Whether you’re trying to meet your neighbors for the first time or just want to get to know them better, remember to lead with authenticity over forced conversation. You don’t have to show up at someone’s door with a Jello mold, but do try to organically establish a friendly rapport that you can build upon as time goes on. As you form relationships, you might be surprised with what you have in common – or what you can learn from each other’s differences. You may not end up actually wanting to spend much time with your neighbors, and that’s OK too.
The important thing is that you actually know each other and feel like you can count on one another in times of need. Not quite sure how to do that? Read on for six ways you can get to know your neighbors and strengthen those next-door relationships you may already have going.
Invite them over for dinner.
It doesn’t have to be anything formal — casual and fun is always best to break the ice. The next time you’re having a few friends over, just walk over and say, “We’re throwing some burgers on the grill tonight. Do you want to join us?” It will feel good to know they were included and even if they only stop by for an hour, it will go a long way to strengthening your relationship overtime.
Bake a special treat.
Whipping up something for a holiday or birthday? Double the recipe and make some for your neighbors next time, too. Quick breads, cookies, cupcakes are a sure way to win anyone over.
Here are some of our favorite recipes that also make the perfect baked gift for friends and family.
Throw a neighborhood block party.
This requires some planning and coordination, but if you get some other neighborhood friends involved, it’s totally worth it. Have everyone bring a dish to share, fill a cooler of cold drinks, rent a bounce house, set up lawn games for all the kids to play with each other, or get some friendly competition going with one of our favorite games for game night.

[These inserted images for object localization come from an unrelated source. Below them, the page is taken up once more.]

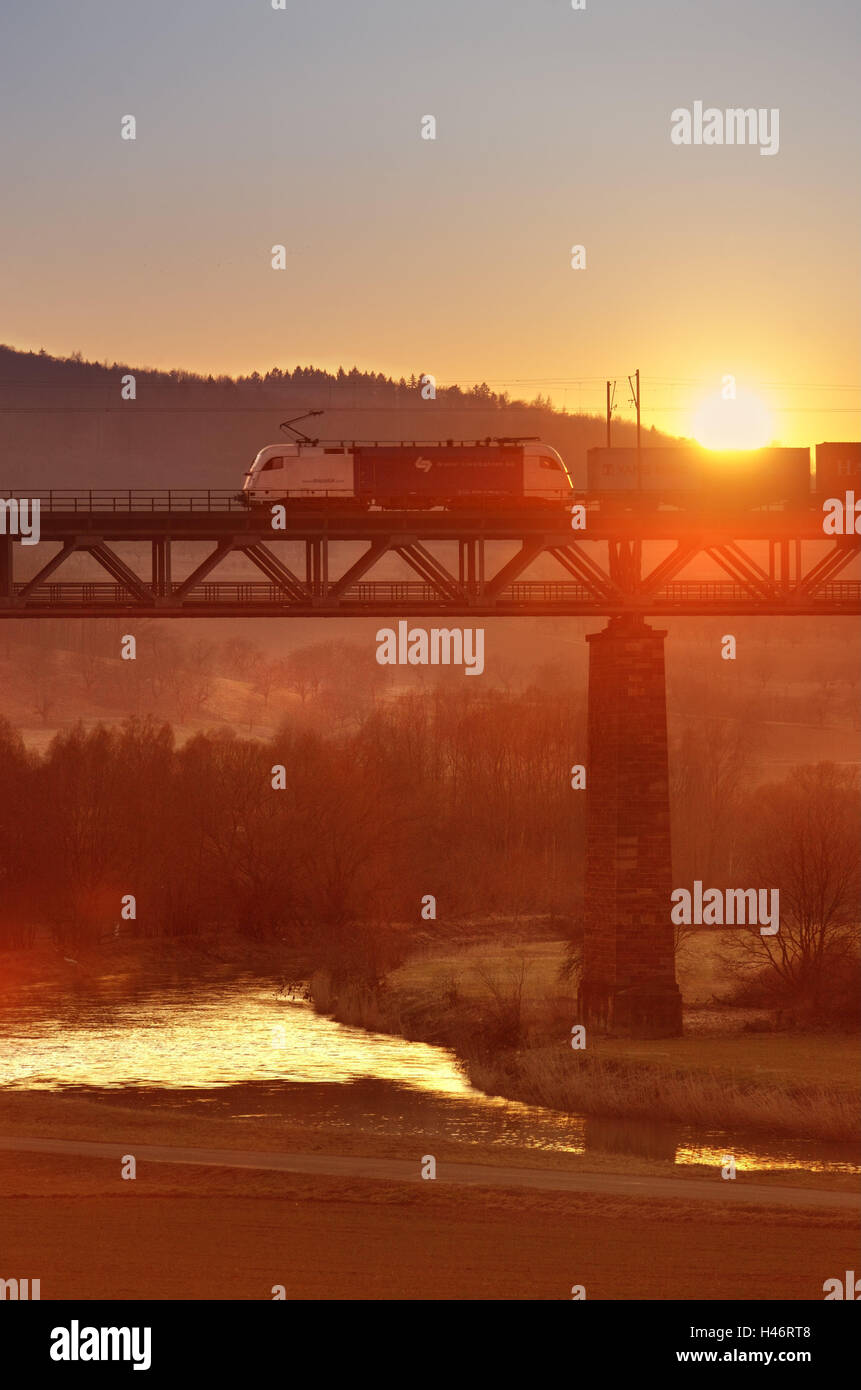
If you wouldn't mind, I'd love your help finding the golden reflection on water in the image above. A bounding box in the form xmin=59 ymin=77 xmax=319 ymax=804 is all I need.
xmin=0 ymin=986 xmax=476 ymax=1095
xmin=674 ymin=1143 xmax=858 ymax=1175
xmin=0 ymin=980 xmax=856 ymax=1176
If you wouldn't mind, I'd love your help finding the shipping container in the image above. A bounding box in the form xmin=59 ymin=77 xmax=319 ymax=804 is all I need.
xmin=814 ymin=442 xmax=861 ymax=495
xmin=586 ymin=446 xmax=811 ymax=506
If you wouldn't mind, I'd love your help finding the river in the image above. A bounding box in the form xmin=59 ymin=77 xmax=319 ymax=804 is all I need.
xmin=0 ymin=969 xmax=856 ymax=1176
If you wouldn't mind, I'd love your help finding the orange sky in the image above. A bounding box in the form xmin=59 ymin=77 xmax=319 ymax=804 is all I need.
xmin=2 ymin=0 xmax=858 ymax=448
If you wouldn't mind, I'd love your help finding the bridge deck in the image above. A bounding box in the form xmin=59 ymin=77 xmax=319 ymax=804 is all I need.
xmin=1 ymin=497 xmax=858 ymax=616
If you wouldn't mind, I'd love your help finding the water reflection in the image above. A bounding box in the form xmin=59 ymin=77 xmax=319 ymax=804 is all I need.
xmin=0 ymin=987 xmax=475 ymax=1095
xmin=0 ymin=974 xmax=857 ymax=1176
xmin=584 ymin=1115 xmax=680 ymax=1163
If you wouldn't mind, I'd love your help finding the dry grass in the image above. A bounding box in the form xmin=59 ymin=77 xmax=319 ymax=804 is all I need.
xmin=466 ymin=1047 xmax=858 ymax=1144
xmin=311 ymin=937 xmax=860 ymax=1143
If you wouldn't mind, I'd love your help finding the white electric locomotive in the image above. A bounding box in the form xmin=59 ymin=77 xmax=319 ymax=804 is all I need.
xmin=242 ymin=415 xmax=574 ymax=508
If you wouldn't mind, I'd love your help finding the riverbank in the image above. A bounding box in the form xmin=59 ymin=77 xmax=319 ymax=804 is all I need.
xmin=309 ymin=936 xmax=860 ymax=1145
xmin=0 ymin=931 xmax=303 ymax=996
xmin=2 ymin=1081 xmax=857 ymax=1190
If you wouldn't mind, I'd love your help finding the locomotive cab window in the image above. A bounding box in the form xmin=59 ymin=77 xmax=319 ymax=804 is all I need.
xmin=539 ymin=455 xmax=561 ymax=470
xmin=260 ymin=456 xmax=284 ymax=472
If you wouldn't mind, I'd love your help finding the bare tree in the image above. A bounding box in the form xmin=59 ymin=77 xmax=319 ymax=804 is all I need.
xmin=252 ymin=658 xmax=285 ymax=711
xmin=22 ymin=646 xmax=60 ymax=726
xmin=720 ymin=763 xmax=860 ymax=1017
xmin=671 ymin=716 xmax=757 ymax=948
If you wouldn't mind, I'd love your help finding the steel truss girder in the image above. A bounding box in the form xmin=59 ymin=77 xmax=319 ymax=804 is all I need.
xmin=393 ymin=541 xmax=463 ymax=600
xmin=705 ymin=542 xmax=774 ymax=600
xmin=171 ymin=540 xmax=240 ymax=599
xmin=18 ymin=538 xmax=153 ymax=603
xmin=485 ymin=542 xmax=547 ymax=598
xmin=84 ymin=543 xmax=151 ymax=601
xmin=608 ymin=538 xmax=643 ymax=593
xmin=795 ymin=541 xmax=860 ymax=594
xmin=640 ymin=541 xmax=701 ymax=594
xmin=328 ymin=540 xmax=393 ymax=597
xmin=546 ymin=543 xmax=621 ymax=601
xmin=18 ymin=541 xmax=81 ymax=598
xmin=1 ymin=521 xmax=859 ymax=615
xmin=240 ymin=543 xmax=309 ymax=601
xmin=151 ymin=538 xmax=172 ymax=598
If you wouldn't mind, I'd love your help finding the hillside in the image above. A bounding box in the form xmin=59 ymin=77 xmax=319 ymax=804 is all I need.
xmin=0 ymin=345 xmax=675 ymax=491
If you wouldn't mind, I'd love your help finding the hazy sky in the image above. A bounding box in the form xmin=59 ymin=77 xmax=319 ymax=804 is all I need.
xmin=1 ymin=0 xmax=859 ymax=445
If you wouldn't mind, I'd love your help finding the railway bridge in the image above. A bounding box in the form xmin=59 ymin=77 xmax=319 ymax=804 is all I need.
xmin=1 ymin=490 xmax=858 ymax=617
xmin=2 ymin=490 xmax=858 ymax=1037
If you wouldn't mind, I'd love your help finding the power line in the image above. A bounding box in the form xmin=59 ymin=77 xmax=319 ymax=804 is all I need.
xmin=0 ymin=404 xmax=857 ymax=416
xmin=4 ymin=375 xmax=858 ymax=391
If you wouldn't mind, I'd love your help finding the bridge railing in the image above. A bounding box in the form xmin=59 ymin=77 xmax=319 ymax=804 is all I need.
xmin=0 ymin=489 xmax=253 ymax=512
xmin=0 ymin=489 xmax=379 ymax=511
xmin=8 ymin=579 xmax=861 ymax=608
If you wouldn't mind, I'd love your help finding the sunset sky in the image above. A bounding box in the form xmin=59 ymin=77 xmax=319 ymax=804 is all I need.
xmin=1 ymin=0 xmax=858 ymax=445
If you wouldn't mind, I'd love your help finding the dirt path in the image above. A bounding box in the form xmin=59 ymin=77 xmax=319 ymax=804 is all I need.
xmin=1 ymin=1134 xmax=856 ymax=1209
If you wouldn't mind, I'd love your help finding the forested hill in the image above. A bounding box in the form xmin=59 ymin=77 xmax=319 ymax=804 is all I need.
xmin=0 ymin=345 xmax=677 ymax=490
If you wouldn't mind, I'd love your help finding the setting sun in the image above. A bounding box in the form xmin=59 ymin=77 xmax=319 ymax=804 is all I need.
xmin=691 ymin=389 xmax=775 ymax=450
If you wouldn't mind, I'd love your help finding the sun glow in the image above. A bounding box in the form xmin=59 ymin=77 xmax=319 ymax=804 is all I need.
xmin=691 ymin=389 xmax=774 ymax=450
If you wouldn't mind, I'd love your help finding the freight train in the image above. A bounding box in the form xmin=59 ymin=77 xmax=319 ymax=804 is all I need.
xmin=241 ymin=419 xmax=859 ymax=512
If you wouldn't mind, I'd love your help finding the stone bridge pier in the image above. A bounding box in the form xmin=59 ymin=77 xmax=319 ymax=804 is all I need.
xmin=578 ymin=615 xmax=683 ymax=1037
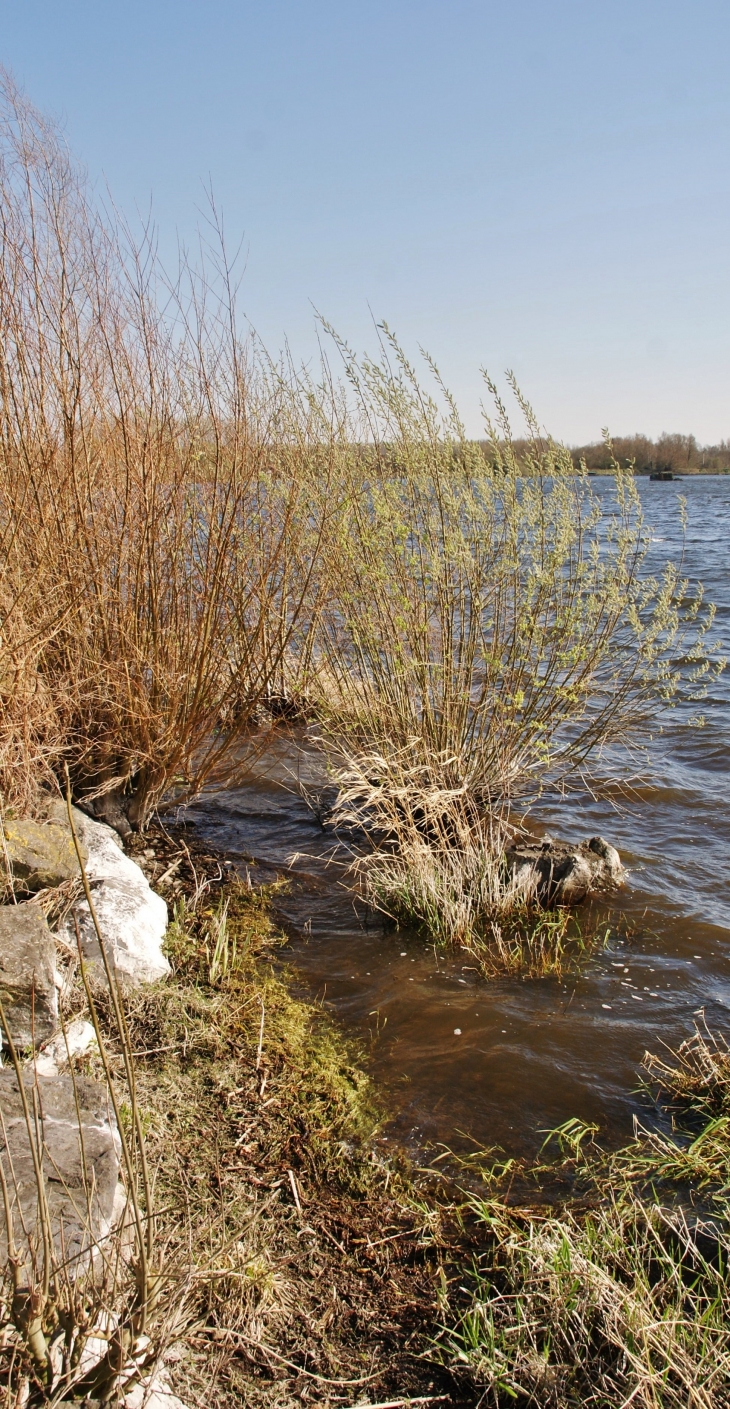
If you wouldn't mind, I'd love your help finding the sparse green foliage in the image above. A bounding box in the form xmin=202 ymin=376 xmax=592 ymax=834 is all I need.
xmin=304 ymin=330 xmax=723 ymax=958
xmin=315 ymin=333 xmax=721 ymax=798
xmin=444 ymin=1195 xmax=730 ymax=1406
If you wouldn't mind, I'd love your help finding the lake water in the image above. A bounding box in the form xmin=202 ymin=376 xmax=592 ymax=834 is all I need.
xmin=188 ymin=475 xmax=730 ymax=1165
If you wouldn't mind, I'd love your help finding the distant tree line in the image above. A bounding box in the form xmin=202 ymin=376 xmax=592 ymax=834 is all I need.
xmin=478 ymin=434 xmax=730 ymax=475
xmin=569 ymin=433 xmax=730 ymax=475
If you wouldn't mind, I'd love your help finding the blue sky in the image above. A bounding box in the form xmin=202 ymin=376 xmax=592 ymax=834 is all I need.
xmin=1 ymin=0 xmax=728 ymax=441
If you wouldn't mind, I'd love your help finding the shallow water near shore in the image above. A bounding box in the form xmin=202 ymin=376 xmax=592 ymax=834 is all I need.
xmin=188 ymin=476 xmax=730 ymax=1165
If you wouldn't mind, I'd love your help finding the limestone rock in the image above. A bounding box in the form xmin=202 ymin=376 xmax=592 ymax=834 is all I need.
xmin=0 ymin=902 xmax=58 ymax=1047
xmin=2 ymin=815 xmax=87 ymax=893
xmin=59 ymin=809 xmax=169 ymax=986
xmin=0 ymin=1069 xmax=121 ymax=1270
xmin=125 ymin=1369 xmax=191 ymax=1409
xmin=505 ymin=835 xmax=624 ymax=906
xmin=34 ymin=1018 xmax=97 ymax=1077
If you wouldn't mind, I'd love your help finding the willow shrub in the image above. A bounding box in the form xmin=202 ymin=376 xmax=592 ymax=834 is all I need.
xmin=310 ymin=329 xmax=724 ymax=954
xmin=0 ymin=78 xmax=329 ymax=828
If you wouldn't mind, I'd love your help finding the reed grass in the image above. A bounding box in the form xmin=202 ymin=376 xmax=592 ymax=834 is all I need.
xmin=441 ymin=1022 xmax=730 ymax=1407
xmin=444 ymin=1196 xmax=730 ymax=1407
xmin=339 ymin=767 xmax=599 ymax=974
xmin=643 ymin=1015 xmax=730 ymax=1118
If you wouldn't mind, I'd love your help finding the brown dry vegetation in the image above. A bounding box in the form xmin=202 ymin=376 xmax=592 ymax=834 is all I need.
xmin=0 ymin=74 xmax=330 ymax=829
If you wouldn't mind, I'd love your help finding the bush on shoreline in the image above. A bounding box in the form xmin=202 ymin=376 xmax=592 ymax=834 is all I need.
xmin=307 ymin=334 xmax=723 ymax=960
xmin=0 ymin=77 xmax=329 ymax=830
xmin=0 ymin=81 xmax=724 ymax=968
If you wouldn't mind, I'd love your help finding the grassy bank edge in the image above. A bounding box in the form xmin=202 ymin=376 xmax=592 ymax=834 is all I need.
xmin=4 ymin=814 xmax=729 ymax=1407
xmin=102 ymin=833 xmax=474 ymax=1408
xmin=119 ymin=830 xmax=730 ymax=1408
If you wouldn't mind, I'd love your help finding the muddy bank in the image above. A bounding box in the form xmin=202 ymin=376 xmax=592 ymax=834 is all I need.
xmin=0 ymin=806 xmax=479 ymax=1406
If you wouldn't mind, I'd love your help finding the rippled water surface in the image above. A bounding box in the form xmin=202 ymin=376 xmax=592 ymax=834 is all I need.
xmin=189 ymin=476 xmax=730 ymax=1163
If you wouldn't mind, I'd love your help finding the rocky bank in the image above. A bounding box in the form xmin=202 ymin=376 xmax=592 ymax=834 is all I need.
xmin=0 ymin=798 xmax=624 ymax=1405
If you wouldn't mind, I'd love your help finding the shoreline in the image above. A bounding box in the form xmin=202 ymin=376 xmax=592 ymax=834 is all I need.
xmin=136 ymin=817 xmax=730 ymax=1408
xmin=2 ymin=798 xmax=730 ymax=1404
xmin=121 ymin=818 xmax=477 ymax=1406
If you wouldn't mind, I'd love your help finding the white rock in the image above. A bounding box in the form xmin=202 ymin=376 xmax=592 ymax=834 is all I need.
xmin=74 ymin=1313 xmax=192 ymax=1405
xmin=124 ymin=1366 xmax=190 ymax=1409
xmin=61 ymin=811 xmax=170 ymax=986
xmin=34 ymin=1018 xmax=97 ymax=1076
xmin=0 ymin=1069 xmax=121 ymax=1268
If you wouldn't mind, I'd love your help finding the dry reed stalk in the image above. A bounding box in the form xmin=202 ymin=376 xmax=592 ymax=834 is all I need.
xmin=0 ymin=75 xmax=334 ymax=829
xmin=643 ymin=1016 xmax=730 ymax=1117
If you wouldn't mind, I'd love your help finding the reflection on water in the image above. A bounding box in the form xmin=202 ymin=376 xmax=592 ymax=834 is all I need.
xmin=187 ymin=476 xmax=730 ymax=1164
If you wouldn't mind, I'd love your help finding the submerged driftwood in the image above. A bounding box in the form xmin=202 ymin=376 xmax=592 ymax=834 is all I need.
xmin=505 ymin=835 xmax=624 ymax=906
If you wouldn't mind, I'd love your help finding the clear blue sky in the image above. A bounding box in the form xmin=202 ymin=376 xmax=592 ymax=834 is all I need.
xmin=1 ymin=0 xmax=728 ymax=442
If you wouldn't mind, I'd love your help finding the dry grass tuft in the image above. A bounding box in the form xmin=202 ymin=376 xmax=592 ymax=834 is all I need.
xmin=643 ymin=1015 xmax=730 ymax=1118
xmin=330 ymin=752 xmax=599 ymax=975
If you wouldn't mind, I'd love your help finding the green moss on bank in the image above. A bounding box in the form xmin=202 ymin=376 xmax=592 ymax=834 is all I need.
xmin=91 ymin=828 xmax=730 ymax=1407
xmin=103 ymin=843 xmax=468 ymax=1408
xmin=141 ymin=883 xmax=382 ymax=1197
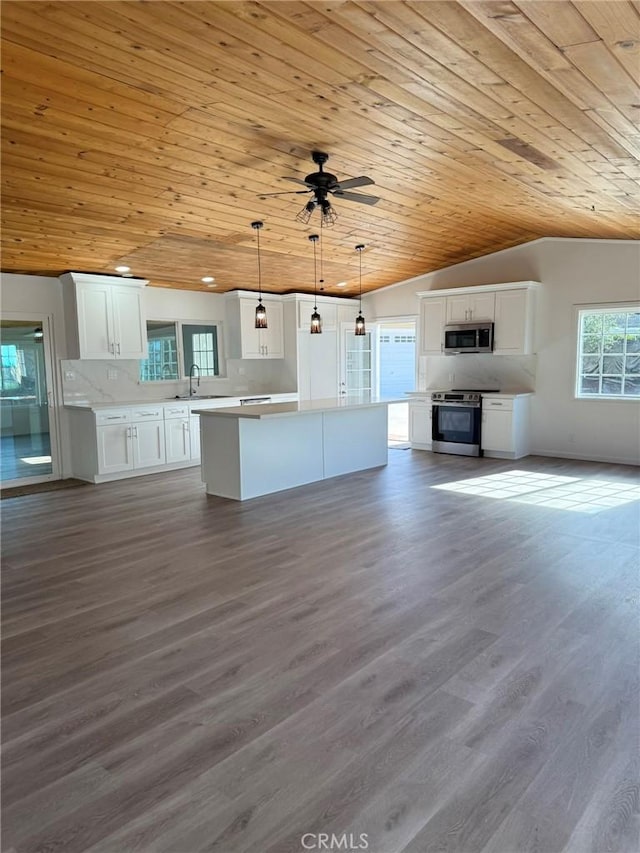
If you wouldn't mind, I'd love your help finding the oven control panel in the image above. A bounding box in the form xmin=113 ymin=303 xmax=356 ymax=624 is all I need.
xmin=432 ymin=392 xmax=481 ymax=404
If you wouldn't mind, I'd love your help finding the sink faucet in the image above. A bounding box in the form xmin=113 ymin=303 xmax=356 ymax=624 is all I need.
xmin=189 ymin=364 xmax=201 ymax=397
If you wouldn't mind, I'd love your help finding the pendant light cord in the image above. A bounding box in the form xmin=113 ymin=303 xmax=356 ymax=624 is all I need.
xmin=256 ymin=225 xmax=262 ymax=301
xmin=319 ymin=218 xmax=324 ymax=291
xmin=313 ymin=237 xmax=318 ymax=309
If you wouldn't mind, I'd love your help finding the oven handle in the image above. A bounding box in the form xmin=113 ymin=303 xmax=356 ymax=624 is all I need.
xmin=432 ymin=401 xmax=481 ymax=408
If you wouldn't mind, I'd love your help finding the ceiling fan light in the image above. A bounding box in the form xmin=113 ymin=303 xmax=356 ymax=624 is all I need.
xmin=321 ymin=200 xmax=337 ymax=227
xmin=296 ymin=200 xmax=316 ymax=224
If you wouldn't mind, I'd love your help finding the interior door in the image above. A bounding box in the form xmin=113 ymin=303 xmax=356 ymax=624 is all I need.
xmin=0 ymin=316 xmax=60 ymax=486
xmin=340 ymin=322 xmax=376 ymax=397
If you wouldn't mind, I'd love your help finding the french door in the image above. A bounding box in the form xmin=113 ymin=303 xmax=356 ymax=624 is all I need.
xmin=1 ymin=315 xmax=60 ymax=486
xmin=340 ymin=322 xmax=377 ymax=397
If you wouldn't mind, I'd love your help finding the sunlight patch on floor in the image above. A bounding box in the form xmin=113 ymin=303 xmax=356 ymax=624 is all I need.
xmin=433 ymin=470 xmax=640 ymax=513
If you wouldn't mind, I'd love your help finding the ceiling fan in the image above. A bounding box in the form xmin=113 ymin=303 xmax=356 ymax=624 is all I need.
xmin=259 ymin=151 xmax=380 ymax=225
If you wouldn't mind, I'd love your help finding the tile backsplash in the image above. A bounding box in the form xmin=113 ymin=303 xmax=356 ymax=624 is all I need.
xmin=60 ymin=359 xmax=294 ymax=404
xmin=418 ymin=354 xmax=536 ymax=392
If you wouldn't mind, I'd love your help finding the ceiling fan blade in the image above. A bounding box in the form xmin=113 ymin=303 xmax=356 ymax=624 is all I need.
xmin=333 ymin=190 xmax=380 ymax=205
xmin=281 ymin=176 xmax=312 ymax=187
xmin=258 ymin=190 xmax=310 ymax=197
xmin=334 ymin=176 xmax=374 ymax=190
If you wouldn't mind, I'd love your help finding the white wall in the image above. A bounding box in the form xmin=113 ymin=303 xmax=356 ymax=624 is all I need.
xmin=364 ymin=238 xmax=640 ymax=465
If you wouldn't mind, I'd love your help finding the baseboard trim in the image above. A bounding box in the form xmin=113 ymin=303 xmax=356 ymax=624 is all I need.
xmin=531 ymin=448 xmax=640 ymax=467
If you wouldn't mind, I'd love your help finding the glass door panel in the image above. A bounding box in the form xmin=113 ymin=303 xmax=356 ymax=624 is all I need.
xmin=341 ymin=323 xmax=376 ymax=396
xmin=1 ymin=320 xmax=54 ymax=484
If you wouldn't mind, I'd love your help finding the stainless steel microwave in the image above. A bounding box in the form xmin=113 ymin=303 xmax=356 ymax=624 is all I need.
xmin=443 ymin=322 xmax=494 ymax=354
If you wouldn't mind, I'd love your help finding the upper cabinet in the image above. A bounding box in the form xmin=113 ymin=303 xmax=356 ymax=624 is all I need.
xmin=446 ymin=292 xmax=495 ymax=324
xmin=493 ymin=288 xmax=535 ymax=355
xmin=419 ymin=296 xmax=447 ymax=356
xmin=418 ymin=282 xmax=540 ymax=356
xmin=61 ymin=272 xmax=148 ymax=360
xmin=225 ymin=292 xmax=284 ymax=359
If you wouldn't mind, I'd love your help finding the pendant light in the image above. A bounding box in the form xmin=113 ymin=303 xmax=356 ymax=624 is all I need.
xmin=251 ymin=220 xmax=268 ymax=329
xmin=308 ymin=234 xmax=322 ymax=334
xmin=355 ymin=244 xmax=366 ymax=336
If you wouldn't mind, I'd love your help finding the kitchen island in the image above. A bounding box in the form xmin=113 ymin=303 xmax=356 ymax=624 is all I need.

Bringing everyone together at once is an easy and fun way to get people out of their comfort zones and chatting. And if you really want to make it a party, whip up some of these easy cocktails for everyone to enjoy!
Ask for help.
People like to help and be needed, so the next time you’re leaving town ask your neighbors to pick up your newspaper, grab your mail/packages from your doorstep, or water your outdoor plants –and let them know you will reciprocate. Your neighbors will appreciate that you trust them to take care of things while you’re gone, and that you’re also there for them in return.
Host a ladies night.
Your back patio. A few bottles of wine. The ladies from your block. Get on it.
As you get to know your neighbors better, don’t forget to listen for important milestones that may be approaching. Did someone mention they have a birthday coming up? Remember it, and walk over and tell them Happy Birthday when the day comes — or better yet, bake them cookies! Is someone pregnant? Found out when the baby is coming, and bring them a meal. Remember: it’s the little things that matter most when it comes to being a thoughtful neighbor.